At this point, the Obama administration desperately wants to keep Iran, which recently signed a nuclear deal with Washington to break years of isolation, under control. According to foreign policy experts in the Turkish capital, the United States seeks to end the power struggle between the sponsors of former president Mahmoud Ahmadinejad and Hassan Rouhani, his successor, with a clear victory for the latter group.

Reza Zarrab's arrest, nonetheless, represents an effort by the United States to prevent Turkey from dominating the Iranian market. It all started in January 2013 when Gülenist operatives within the Turkish police and judiciary raided a private jet at Istanbul Ataturk Airport based on an anonymous tip that the aircraft was carrying 1.5 tons of gold. At the time, the story about "the gold rush at Ataturk Airport" appeared in multiple media outlets. What appeared to be a common instance of illegal gold trade was actually the second act of an elaborate plot - which was first uncovered when Gülenist prosecutors tried to arrest Hakan Fidan, Turkey's spy chief. Moving forward, the movement -in cooperation with the U.S. government - turned against Halkbank, which, they claimed, played a central role in an international money laundering scheme. In truth, at least two U.S. companies had processed the same kind of payments without raising red flags. It was not until the Gülen Movement directly confronted the government in December 2013 that the public discovered the true meaning of the airport raid.

The Gülen Movement's attacks against Halkbank were not coincidental, but the public wasn't aware that the bank had participated in a rebellion against the global financial system controlled by the United States. In this sense, the December 2013 coup attempt targeted not only President Recep Tayyip Erdogan but also Turkey as an autonomous power in the Middle East.

Selva Tor, a financial security expert, recently published an op-ed piece on al-Jazeera Turk to support the above claims. Turkey-U.S. relations became increasingly strained following the Chinese Central Bank's open challenge to the Western monetary system in the wake of the 2008 financial crisis, she argues. The challenge was followed by "billions of dollars disappearing from the Chinese stock market" that caused China to shelf the proposal. "This didn't stop an estimated $100 billion from disappearing from the international payments system, on which the greenback's hegemony depends," Tor says. "The reason was not China but Turkey, which in 2010 positioned itself as an emerging power [and] helped Iran circumvent U.S. sanctions to process oil and natural gas payments."

According to Turkish officials, this was when Turkey started facing challenges in the international arena. Having challenged the global financial system, the country witnessed the Gezi Park protests unfold, the Kurdish peace process fail and the Syrian crisis turning into a deadlock.
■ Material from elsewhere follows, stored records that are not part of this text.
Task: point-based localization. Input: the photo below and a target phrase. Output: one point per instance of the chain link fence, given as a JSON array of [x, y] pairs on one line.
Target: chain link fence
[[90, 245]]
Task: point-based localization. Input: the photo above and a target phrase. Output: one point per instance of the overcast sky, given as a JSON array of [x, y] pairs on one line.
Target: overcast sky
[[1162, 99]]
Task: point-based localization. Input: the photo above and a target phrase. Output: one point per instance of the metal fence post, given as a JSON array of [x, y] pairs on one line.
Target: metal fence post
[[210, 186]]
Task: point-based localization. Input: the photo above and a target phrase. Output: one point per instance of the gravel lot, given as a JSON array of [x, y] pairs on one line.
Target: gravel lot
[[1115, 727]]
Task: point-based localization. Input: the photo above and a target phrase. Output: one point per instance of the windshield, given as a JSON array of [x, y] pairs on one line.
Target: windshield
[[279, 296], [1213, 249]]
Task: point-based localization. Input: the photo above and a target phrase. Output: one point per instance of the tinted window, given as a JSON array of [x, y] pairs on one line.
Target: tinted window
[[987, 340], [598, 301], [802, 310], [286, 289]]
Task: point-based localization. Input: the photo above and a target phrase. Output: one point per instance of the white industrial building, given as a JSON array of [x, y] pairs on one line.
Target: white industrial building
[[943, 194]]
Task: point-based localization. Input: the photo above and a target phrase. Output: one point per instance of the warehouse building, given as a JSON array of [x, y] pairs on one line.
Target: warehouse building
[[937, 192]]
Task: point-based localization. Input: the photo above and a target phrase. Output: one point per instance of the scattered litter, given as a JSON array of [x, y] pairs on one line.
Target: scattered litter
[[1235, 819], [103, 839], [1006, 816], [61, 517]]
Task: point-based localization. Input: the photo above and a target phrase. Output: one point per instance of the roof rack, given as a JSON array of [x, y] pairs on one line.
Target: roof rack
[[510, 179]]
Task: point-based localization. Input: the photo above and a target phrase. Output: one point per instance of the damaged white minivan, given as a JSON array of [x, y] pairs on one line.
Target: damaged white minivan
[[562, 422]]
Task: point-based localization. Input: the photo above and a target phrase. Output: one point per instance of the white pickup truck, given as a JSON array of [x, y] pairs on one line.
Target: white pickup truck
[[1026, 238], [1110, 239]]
The United States took a clear stance against the financial challenge by enlisting the services of the United Nations and the U.S. Senate to define all financial transactions involving Iran's oil revenues as "money laundering." Over the next few months, U.S. Treasury officials visited a number of countries including Turkey to prevent them from cooperating with Iran. In 2010, Assistant Secretary Daniel Glaser and the recently-appointed Undersecretary for Terrorism and Financial Intelligence David Cohen had warned Turkish banks "not to work with Iranian banks." At the time, then-State Minister Zafer Çağlayan made the following statement: "The United States has imposed sanctions [on Iran] to ban all financial transactions [involving Iranian oil revenues]. Turkey is only bound by U.N. resolutions, not U.S. regulations. The Turkish banks must be brave."

If this is too detailed for you, here's a quick refresher: Bilateral trade between Turkey and Iran increased from $1 billion in 2002 to $11 billion by 2010. Over the next five years, Turkish officials believed, the trade volume would have reached $35 billion. Keeping in mind that Halkbank had started processing India's oil revenues, Turkey's financial potential raised red flags in Washington. In the end, the U.S. government moved to put Reza Zarrab behind bars and closed a crucial chapter in financial history.